Both FreeNAS and NAS4Free are NAS software appliances built on FreeBSD. They both support ZFS, or more technically provide the user interface to manage ZFS, since the actual ZFS support is built into FreeBSD itself. The two projects are closely related because they were one and the same up to 2009. In 2009, the FreeNAS community development was transferred to iXsystems. It still remained a open source project with a BSD license. The prior FreeNAS continued to be developed under a new name, NAS4Free.

Apart from the web UI changes, several feature differences emerged through subsequent releases. For example, FreeNAS developed a plug-in architecture and support for jails, as well as more recently experimental introduction of the bhyve hypervisor. NAS4Free, on the other hand, went with virtualisation using VirtualBox.

I liked the idea of a NAS appliance with integrated virtualisation features, what is nowadays referred to as a hyper-converged infrastructure. My Linux PC server primarily serves as a NAS 24×7, but I also use it for various stuff I play around with. Migrating hardware, whether because of hardware failures or upgrading, is always a painful chore. A virtualised Linux server would simply things greatly, and running that on top of a reliable and robust storage appliance would be really convenient.

This is what NAS4Free does. NAS4Free can run off a LiveUSB flash drive, where upgrading the appliance software simply means creating another LiveUSB to stick into the PC. Alternatively, NAS4Free can be installed into a USB flash drive, and easily upgraded through the web UI. In this way, the appliance operating system and software doesn’t take up any hard disk drive. Every single hard disk drive in the PC can contribute directly into the storage pool.

In this setup, the software running directly on top of real hardware is easy to upgrade, and similarly, upgrading or replacing hardware is relatively easy. The Linux environment that I still want to use, including other services I want to run, can live in a stable virtual machine environment, relatively impervious to the underlying physical environment.

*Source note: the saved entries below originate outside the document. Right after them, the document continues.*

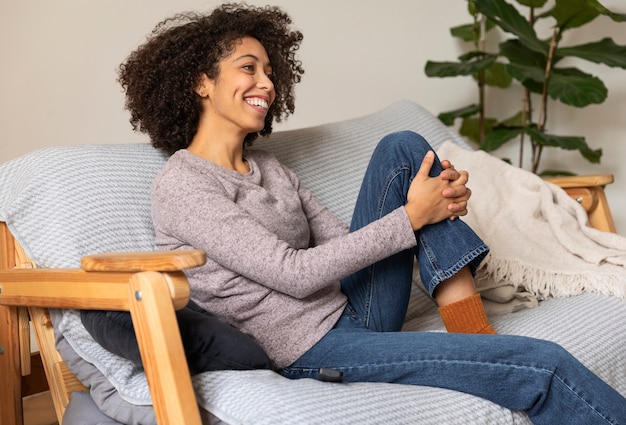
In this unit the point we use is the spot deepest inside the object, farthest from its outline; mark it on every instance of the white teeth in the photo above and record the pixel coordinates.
(257, 102)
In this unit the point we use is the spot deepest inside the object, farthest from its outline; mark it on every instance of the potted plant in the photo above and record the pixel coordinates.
(534, 62)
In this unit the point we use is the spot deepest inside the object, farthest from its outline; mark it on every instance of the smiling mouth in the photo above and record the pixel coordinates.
(256, 101)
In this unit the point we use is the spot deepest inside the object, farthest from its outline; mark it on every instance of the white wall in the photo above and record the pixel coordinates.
(59, 58)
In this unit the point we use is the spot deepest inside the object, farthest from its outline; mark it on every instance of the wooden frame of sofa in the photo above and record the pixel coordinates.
(149, 285)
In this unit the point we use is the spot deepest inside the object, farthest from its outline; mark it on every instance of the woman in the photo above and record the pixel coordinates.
(281, 268)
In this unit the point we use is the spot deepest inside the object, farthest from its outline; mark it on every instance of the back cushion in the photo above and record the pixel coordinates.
(65, 202)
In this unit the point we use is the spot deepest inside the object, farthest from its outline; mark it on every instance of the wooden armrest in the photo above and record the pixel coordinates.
(588, 191)
(581, 181)
(163, 261)
(76, 288)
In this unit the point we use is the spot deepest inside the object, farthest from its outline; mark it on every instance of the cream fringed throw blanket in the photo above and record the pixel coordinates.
(541, 245)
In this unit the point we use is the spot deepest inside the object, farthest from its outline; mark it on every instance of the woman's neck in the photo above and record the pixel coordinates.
(226, 152)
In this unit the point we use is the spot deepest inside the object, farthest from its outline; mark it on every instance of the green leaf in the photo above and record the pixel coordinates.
(573, 87)
(565, 142)
(497, 76)
(510, 20)
(532, 3)
(470, 128)
(498, 137)
(454, 69)
(575, 13)
(448, 117)
(604, 51)
(523, 73)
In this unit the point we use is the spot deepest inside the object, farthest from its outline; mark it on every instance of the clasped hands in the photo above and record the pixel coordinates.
(433, 199)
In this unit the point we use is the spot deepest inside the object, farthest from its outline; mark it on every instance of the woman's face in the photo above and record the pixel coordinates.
(239, 98)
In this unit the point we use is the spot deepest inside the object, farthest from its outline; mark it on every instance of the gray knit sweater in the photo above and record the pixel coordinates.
(274, 254)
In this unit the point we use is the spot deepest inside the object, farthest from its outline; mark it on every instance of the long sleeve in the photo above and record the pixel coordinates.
(274, 254)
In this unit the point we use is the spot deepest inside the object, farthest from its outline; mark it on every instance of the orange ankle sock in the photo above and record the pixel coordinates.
(466, 316)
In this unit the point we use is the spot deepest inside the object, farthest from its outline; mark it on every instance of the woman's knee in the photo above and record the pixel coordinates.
(405, 139)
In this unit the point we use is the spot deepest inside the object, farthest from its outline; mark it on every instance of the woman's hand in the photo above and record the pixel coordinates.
(433, 199)
(458, 192)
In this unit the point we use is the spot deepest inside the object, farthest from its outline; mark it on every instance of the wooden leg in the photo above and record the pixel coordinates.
(161, 349)
(10, 369)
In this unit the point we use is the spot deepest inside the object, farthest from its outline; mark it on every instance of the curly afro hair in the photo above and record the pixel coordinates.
(159, 77)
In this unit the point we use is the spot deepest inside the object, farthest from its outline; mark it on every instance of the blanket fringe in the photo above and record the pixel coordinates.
(548, 283)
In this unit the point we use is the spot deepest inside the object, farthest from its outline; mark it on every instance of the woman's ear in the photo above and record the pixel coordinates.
(201, 88)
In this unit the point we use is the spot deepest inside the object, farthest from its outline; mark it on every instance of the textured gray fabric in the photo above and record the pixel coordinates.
(60, 211)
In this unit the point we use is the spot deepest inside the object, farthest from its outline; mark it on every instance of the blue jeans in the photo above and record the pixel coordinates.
(366, 344)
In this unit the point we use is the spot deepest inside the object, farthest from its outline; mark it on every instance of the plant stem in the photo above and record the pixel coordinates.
(481, 80)
(543, 112)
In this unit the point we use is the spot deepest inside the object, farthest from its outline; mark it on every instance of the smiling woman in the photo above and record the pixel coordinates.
(234, 104)
(163, 78)
(283, 273)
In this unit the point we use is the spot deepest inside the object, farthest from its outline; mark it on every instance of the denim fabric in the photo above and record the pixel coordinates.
(519, 373)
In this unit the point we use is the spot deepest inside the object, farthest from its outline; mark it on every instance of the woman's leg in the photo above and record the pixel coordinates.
(519, 373)
(380, 292)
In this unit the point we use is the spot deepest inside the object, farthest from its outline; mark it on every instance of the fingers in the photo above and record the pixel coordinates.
(427, 163)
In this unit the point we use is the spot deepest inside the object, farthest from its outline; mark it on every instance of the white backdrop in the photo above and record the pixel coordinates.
(59, 59)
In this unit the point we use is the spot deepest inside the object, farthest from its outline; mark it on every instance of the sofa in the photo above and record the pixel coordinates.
(64, 203)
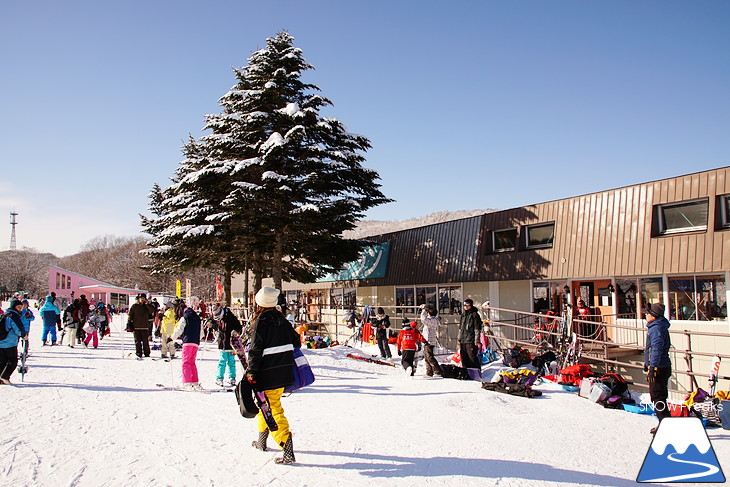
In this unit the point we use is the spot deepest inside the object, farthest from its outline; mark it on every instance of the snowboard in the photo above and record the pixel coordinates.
(261, 400)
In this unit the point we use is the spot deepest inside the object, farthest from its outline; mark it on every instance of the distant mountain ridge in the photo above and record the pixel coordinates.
(368, 228)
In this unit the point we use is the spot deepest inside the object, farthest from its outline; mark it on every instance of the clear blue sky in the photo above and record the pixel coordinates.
(468, 104)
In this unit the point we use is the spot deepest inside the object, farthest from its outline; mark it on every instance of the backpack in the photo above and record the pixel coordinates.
(515, 357)
(3, 328)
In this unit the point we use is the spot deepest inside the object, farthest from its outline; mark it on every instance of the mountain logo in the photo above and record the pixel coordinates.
(681, 452)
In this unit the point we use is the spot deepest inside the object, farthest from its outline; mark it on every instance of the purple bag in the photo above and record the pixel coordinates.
(303, 375)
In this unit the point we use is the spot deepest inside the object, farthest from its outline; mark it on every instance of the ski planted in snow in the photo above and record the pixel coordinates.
(370, 359)
(261, 400)
(22, 368)
(714, 374)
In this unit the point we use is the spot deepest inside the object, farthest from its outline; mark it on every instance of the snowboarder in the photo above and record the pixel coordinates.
(188, 328)
(50, 314)
(408, 339)
(657, 365)
(431, 322)
(167, 326)
(271, 367)
(225, 322)
(9, 345)
(382, 328)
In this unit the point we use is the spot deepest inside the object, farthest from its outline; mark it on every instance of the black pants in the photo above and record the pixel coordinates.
(8, 361)
(383, 346)
(658, 392)
(408, 359)
(432, 365)
(142, 342)
(469, 356)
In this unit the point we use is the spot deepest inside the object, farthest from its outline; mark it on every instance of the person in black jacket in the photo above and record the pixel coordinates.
(271, 367)
(469, 329)
(381, 323)
(224, 321)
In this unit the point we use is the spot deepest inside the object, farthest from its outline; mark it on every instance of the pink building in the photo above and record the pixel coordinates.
(70, 285)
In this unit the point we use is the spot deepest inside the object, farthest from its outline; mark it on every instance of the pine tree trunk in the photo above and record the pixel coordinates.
(227, 278)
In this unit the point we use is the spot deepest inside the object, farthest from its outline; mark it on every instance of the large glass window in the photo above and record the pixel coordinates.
(505, 240)
(700, 298)
(651, 291)
(540, 236)
(626, 298)
(683, 217)
(725, 210)
(426, 295)
(450, 299)
(404, 297)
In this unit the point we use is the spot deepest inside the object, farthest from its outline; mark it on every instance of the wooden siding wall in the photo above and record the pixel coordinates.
(610, 234)
(435, 254)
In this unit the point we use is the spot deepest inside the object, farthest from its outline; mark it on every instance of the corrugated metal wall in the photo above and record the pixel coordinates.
(610, 234)
(435, 254)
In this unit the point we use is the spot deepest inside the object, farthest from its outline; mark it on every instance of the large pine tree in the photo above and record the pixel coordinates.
(275, 183)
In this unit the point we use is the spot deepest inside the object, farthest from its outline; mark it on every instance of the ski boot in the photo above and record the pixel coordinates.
(260, 444)
(288, 457)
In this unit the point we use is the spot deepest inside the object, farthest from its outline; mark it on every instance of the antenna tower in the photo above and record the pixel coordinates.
(13, 214)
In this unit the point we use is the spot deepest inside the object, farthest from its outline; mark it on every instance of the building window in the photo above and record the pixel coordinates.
(688, 216)
(504, 240)
(404, 297)
(701, 298)
(540, 236)
(651, 291)
(450, 299)
(426, 295)
(725, 211)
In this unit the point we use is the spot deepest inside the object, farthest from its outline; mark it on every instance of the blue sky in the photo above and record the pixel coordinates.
(468, 104)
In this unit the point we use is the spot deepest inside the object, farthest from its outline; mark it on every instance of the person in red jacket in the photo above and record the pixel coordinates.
(408, 340)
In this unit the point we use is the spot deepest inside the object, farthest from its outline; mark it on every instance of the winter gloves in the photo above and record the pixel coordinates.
(651, 374)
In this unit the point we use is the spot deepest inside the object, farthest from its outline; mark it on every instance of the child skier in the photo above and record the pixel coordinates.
(225, 322)
(408, 340)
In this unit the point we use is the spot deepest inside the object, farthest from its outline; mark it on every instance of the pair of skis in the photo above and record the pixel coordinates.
(259, 397)
(370, 359)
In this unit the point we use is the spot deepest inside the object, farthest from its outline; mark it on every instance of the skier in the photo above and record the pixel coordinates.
(92, 327)
(271, 367)
(26, 316)
(11, 323)
(139, 316)
(188, 328)
(470, 328)
(224, 321)
(657, 365)
(431, 322)
(50, 314)
(167, 326)
(408, 340)
(382, 326)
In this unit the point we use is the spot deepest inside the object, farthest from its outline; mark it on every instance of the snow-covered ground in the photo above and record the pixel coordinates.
(86, 417)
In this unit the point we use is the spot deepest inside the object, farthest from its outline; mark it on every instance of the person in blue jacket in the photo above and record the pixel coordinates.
(657, 365)
(9, 345)
(50, 314)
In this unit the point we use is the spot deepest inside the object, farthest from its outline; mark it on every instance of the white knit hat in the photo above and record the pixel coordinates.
(267, 297)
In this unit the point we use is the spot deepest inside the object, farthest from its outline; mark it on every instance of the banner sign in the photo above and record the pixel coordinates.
(372, 264)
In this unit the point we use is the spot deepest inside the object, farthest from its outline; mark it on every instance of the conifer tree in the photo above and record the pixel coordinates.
(274, 182)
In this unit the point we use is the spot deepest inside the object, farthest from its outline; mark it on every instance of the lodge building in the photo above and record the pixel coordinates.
(618, 250)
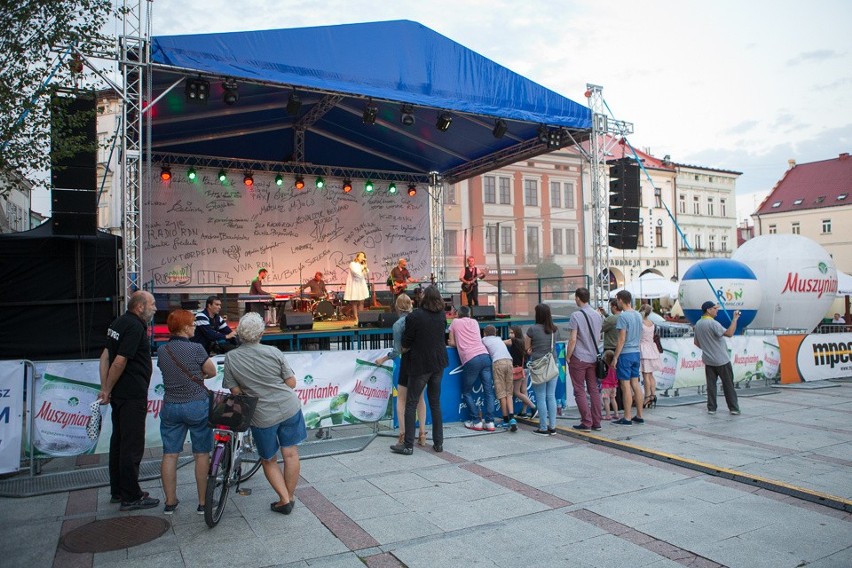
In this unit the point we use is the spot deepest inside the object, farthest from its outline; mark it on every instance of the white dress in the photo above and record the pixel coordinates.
(356, 283)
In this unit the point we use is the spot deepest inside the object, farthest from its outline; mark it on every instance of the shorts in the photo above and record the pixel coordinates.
(501, 369)
(178, 417)
(288, 433)
(628, 366)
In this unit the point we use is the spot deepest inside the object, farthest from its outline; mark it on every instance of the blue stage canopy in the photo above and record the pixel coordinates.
(336, 71)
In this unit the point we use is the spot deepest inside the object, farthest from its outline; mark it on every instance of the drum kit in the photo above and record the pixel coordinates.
(331, 307)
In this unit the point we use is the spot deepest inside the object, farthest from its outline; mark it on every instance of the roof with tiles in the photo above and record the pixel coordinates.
(815, 185)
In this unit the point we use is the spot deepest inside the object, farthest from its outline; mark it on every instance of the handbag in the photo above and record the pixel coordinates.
(544, 368)
(601, 367)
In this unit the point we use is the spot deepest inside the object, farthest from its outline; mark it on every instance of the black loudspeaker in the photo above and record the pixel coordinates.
(483, 313)
(387, 319)
(295, 320)
(369, 318)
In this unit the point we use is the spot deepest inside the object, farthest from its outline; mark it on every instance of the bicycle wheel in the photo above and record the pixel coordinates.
(218, 484)
(250, 459)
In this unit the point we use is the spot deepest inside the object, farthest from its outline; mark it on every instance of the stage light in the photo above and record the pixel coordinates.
(294, 104)
(370, 113)
(197, 91)
(407, 115)
(230, 95)
(500, 128)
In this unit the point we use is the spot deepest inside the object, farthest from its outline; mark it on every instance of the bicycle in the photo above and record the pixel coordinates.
(233, 445)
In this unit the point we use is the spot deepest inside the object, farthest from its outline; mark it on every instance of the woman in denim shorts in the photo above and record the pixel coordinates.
(262, 371)
(184, 366)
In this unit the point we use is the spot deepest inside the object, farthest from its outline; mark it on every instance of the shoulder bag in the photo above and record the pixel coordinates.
(600, 366)
(544, 368)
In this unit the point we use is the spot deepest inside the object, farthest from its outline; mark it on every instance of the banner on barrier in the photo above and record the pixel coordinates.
(815, 357)
(11, 414)
(335, 387)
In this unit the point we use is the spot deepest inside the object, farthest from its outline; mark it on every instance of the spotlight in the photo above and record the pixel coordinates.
(407, 115)
(370, 113)
(197, 91)
(230, 95)
(500, 128)
(294, 104)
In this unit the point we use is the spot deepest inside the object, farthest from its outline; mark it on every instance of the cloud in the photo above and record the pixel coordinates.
(816, 55)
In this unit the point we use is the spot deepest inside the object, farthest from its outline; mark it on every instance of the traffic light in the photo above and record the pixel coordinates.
(624, 200)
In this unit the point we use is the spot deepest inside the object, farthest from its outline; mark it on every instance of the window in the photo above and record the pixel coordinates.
(555, 194)
(450, 194)
(557, 241)
(532, 245)
(569, 196)
(531, 192)
(451, 243)
(505, 191)
(489, 189)
(506, 240)
(491, 239)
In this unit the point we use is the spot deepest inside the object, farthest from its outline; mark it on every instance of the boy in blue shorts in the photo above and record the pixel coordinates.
(627, 358)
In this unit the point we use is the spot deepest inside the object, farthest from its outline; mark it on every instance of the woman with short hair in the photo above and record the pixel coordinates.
(184, 366)
(263, 372)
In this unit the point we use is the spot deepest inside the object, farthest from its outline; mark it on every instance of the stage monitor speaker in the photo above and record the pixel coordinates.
(295, 320)
(387, 319)
(483, 313)
(369, 318)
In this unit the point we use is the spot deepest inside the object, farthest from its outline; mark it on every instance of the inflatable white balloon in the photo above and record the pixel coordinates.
(797, 276)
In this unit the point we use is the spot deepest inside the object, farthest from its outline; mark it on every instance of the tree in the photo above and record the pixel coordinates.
(37, 62)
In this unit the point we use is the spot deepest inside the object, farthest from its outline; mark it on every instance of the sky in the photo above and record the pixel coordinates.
(727, 84)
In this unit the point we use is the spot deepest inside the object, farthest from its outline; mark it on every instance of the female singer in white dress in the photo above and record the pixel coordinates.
(356, 290)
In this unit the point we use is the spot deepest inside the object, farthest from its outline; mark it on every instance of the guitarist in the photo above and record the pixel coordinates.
(400, 279)
(470, 277)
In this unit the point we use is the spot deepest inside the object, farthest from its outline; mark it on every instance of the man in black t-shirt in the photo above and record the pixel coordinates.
(125, 371)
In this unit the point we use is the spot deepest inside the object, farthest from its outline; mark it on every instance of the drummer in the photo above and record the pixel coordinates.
(316, 286)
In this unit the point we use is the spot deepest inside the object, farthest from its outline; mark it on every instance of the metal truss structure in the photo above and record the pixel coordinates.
(606, 132)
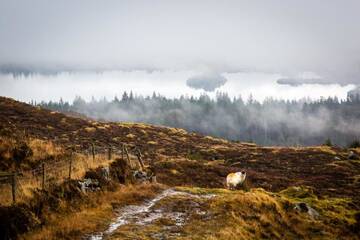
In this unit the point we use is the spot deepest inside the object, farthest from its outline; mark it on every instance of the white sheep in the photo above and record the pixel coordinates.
(235, 179)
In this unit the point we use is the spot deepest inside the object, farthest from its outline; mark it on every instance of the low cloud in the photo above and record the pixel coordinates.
(207, 82)
(300, 81)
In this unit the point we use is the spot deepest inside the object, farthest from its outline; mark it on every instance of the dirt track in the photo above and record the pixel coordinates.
(183, 158)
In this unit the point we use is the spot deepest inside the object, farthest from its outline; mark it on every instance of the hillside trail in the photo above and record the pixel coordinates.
(162, 217)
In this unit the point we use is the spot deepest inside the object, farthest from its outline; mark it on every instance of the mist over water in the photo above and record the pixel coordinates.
(272, 122)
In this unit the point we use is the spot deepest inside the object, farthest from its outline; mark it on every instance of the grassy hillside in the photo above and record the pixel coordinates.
(278, 179)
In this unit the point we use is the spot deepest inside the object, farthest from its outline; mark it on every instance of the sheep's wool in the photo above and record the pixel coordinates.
(235, 179)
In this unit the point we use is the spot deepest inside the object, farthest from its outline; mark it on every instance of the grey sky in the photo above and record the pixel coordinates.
(288, 38)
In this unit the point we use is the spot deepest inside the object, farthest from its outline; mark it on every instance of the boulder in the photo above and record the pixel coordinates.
(304, 207)
(353, 156)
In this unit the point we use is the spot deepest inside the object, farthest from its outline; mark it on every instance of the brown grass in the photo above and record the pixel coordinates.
(93, 215)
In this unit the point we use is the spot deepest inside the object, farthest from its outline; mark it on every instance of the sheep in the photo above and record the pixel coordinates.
(233, 180)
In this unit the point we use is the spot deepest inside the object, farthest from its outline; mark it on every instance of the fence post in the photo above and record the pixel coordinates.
(93, 151)
(138, 154)
(109, 153)
(70, 167)
(43, 175)
(127, 155)
(13, 186)
(123, 152)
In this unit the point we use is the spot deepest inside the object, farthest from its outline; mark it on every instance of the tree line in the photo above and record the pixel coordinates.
(271, 122)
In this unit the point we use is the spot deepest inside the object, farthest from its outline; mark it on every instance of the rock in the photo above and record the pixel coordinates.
(89, 184)
(353, 156)
(304, 207)
(105, 172)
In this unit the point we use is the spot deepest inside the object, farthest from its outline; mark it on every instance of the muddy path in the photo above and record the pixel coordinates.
(162, 217)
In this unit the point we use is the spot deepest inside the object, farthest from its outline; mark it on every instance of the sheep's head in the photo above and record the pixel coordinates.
(241, 175)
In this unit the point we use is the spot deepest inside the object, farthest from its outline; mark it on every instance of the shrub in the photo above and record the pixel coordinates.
(328, 143)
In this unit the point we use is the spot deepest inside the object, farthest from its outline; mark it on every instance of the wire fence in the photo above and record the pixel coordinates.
(18, 185)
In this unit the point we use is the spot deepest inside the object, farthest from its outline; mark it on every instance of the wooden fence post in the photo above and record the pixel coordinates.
(93, 151)
(13, 186)
(43, 175)
(127, 155)
(138, 154)
(123, 152)
(70, 167)
(109, 153)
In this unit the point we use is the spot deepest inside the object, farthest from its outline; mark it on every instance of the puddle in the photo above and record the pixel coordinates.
(144, 214)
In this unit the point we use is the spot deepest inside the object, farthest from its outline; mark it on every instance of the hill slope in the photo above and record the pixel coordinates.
(199, 164)
(174, 151)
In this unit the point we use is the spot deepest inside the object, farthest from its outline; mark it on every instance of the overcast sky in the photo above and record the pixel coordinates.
(111, 46)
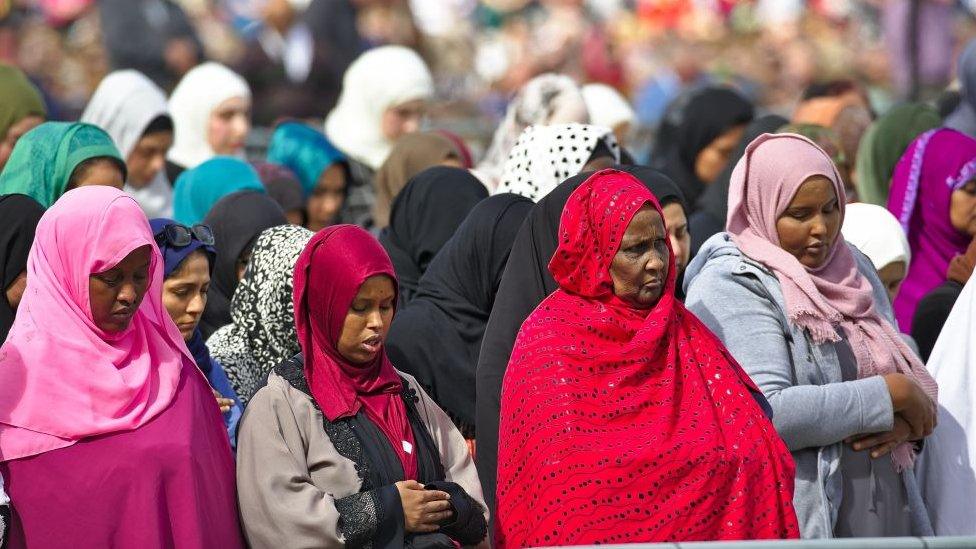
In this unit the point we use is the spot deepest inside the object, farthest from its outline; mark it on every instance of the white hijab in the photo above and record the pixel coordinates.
(379, 79)
(946, 469)
(607, 107)
(199, 92)
(877, 233)
(124, 104)
(545, 156)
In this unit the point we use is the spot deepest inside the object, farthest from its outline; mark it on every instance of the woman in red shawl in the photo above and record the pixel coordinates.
(624, 419)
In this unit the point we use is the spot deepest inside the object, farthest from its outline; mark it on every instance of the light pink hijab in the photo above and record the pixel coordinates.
(61, 378)
(834, 295)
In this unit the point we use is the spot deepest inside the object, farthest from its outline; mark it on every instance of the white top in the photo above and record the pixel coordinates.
(947, 467)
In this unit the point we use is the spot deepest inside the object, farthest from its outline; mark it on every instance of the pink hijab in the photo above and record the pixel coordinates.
(831, 296)
(61, 378)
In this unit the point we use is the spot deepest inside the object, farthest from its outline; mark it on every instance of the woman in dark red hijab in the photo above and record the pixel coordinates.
(624, 419)
(339, 448)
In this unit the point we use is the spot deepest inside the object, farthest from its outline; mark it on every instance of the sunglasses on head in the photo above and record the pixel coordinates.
(178, 235)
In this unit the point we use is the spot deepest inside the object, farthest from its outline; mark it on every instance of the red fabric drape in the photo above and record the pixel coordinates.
(328, 274)
(627, 425)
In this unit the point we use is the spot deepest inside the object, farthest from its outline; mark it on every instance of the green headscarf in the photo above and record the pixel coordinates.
(884, 143)
(18, 98)
(825, 138)
(198, 189)
(44, 158)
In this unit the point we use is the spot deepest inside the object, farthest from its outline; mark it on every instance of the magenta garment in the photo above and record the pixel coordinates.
(832, 295)
(169, 483)
(935, 164)
(62, 378)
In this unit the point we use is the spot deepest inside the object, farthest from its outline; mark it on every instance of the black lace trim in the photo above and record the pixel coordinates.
(359, 517)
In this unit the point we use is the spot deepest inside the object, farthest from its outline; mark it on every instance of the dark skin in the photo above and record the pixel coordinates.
(807, 230)
(326, 201)
(115, 294)
(364, 330)
(639, 269)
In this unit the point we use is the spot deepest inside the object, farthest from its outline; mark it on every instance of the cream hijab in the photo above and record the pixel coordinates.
(199, 92)
(379, 79)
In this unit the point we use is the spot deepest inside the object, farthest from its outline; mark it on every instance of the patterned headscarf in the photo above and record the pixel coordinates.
(545, 156)
(44, 159)
(262, 333)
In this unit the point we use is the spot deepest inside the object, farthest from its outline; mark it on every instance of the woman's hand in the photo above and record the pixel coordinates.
(881, 444)
(914, 406)
(422, 509)
(225, 403)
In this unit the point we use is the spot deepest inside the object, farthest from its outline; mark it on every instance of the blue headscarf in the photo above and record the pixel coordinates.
(173, 256)
(305, 150)
(198, 189)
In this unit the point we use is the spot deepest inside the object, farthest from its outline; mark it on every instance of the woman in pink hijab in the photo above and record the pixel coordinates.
(933, 195)
(109, 434)
(807, 317)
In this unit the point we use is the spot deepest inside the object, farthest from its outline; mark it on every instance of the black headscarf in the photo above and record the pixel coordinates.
(691, 122)
(236, 221)
(437, 336)
(713, 204)
(20, 214)
(525, 282)
(424, 216)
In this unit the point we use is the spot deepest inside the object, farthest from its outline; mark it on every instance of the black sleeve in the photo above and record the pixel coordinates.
(467, 525)
(373, 518)
(5, 526)
(930, 316)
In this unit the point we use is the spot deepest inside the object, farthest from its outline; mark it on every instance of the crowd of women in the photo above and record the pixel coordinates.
(365, 338)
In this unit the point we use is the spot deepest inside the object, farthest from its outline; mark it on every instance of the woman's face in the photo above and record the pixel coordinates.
(326, 200)
(892, 275)
(677, 225)
(229, 125)
(809, 226)
(148, 157)
(115, 295)
(368, 320)
(185, 292)
(962, 209)
(18, 129)
(97, 172)
(639, 269)
(712, 159)
(399, 120)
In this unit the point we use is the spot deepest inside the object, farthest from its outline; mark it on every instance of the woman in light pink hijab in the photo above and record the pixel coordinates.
(109, 435)
(807, 317)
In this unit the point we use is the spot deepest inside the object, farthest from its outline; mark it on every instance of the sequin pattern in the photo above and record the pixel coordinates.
(623, 425)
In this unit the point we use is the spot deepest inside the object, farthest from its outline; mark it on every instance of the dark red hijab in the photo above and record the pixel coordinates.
(625, 425)
(328, 274)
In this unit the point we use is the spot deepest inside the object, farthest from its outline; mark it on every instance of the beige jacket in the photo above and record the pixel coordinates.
(290, 474)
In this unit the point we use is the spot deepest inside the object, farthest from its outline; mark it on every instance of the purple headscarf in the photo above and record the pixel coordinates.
(937, 163)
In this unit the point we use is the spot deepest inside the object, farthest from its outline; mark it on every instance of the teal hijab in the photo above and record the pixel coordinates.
(198, 189)
(303, 149)
(44, 159)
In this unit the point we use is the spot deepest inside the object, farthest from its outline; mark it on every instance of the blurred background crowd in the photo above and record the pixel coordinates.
(293, 53)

Virtualisation makes it trivial to spin up and shutdown machine instances for testing and experimentation, things that I expect to do from time to time. Then, with ZFS providing the underlying storage, creating snapshots and rolling back datasets would be trivial too.

NAS4Free itself, being a NAS appliance, provides the SMB and AppleTalk shares that I actively use. I also use ownCloud, and would love for it to be supported directly, but alas I would still have run it out of a Linux virtual machine. It’ll still be an easy-to-manage environment in the long run.

Consumer NASes like those from Synology or QNAP will suffice for most casual home users. For those more power user types, software appliances like NAS4Free will provide plenty of extra features to play around with.